Deep Roots

A sense of community, Church of the Brethren roots, and a reputation for producing top-notch teachers, superintendents, and other educators has drawn 65 members of C. Ernest Davis’s family to the University of La Verne since 1910. The Davis family tree — branching out across three generations — has more Leopard connections than most others.

Extended Davis family

A country boy from Tennessee named C. Ernest Davis chose an “old field school” nestled among Southern California orange groves when he set out to go to college in 1910.

Davis likely did not imagine that Lordsburg Academy — renamed La Verne College in 1917 and the University of La Verne in 1977 — would one day boast a roster of 65 of his family members including alumni and staff that have carried the Davis lineage through three generations.

University record keepers say it is one of the largest numbers of La Verne Leopards in one family tree.
Davis married Grace Heisel, who also attended Lordsburg, in 1915. He earned two degrees before ultimately becoming president of La Verne College in 1938.

The Davises produced five University of La Verne graduates: Philip ’39, Barbara ’42, Chuck ’48, Rodney ’48, and Virginia ’51, whose allegiances did not end with their diplomas.

Barbara Davis (Enberg) went on to teach English at the college and ultimately served on the Board of Trustees.

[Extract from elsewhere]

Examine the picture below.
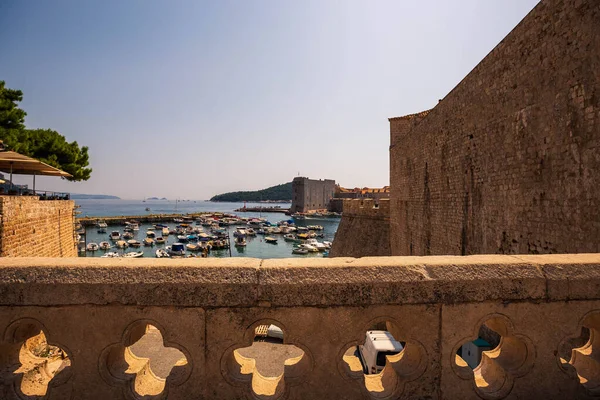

Rodney taught psychology and started an accelerated degree program for working adults.

And, of course, each of the Davis children married and produced new La Verne Leos.

“There is a very strong sense of family, both literally and figuratively, and a sense of belonging to the community and the university,” said Melvin Stark ’88, Virginia’s youngest son.

Stark is one of 17 Davis grandchildren who grew up in the university’s neighborhood and is a proud University of La Verne name dropper.

“As a kid growing up, my best friend was Don Hanawalt, and his dad Dwight would bring us down to the college to hang out with the football team,” he said. “We got to watch players like Roger Hanawalt and Curtis Frick and we hung out in the student center with Len Harper. So, it was just sort of assumed we’d go to La Verne.”

He and his family share a sense of pride about the foundation established by his grandfather as well as the evolution of the school to a successful modern university.

Along the way, marriages have extended the many branches of the family tree to include not only the last names of Davis, Heisel, Stark, and Enberg, but Dickinson, Robinson, Johnsen, Wickert, Woody, and Ott, among others.

C. Ernest’s daughter-in-law, Mildred Streit Davis ’46, was director of alumni relations. Grandson Craig Enberg ’70 was the university’s librarian; granddaughter Cynthia Ewert ’75 worked in the school of education, and grandniece Gail Heisel ’82 worked in the American Armenian International College.

There are two Alumni of the Year among Davis’ proud lineage: half-sister Alice Davis Ott ’21 in 1956 and Mildred Davis in 1984.

The expansive Davis clan has included editors of the yearbook, writers for the Campus Times, debaters, and theater students both in front of and behind the curtains. But not many athletic superstars.

“We weren’t that encouraged in the sports areas,” said 87-year-old Virginia, although she did run the scoreboard during campus basketball games.

That could all change with the enrollment of Stark’s daughter, Madison, a nationally-ranked soccer star who is applying to University of 
La Verne’s law school for fall 2018.

That would make her the fourth generation of C. Ernest Davis’ legacy at the University of La Verne. And probably not the last.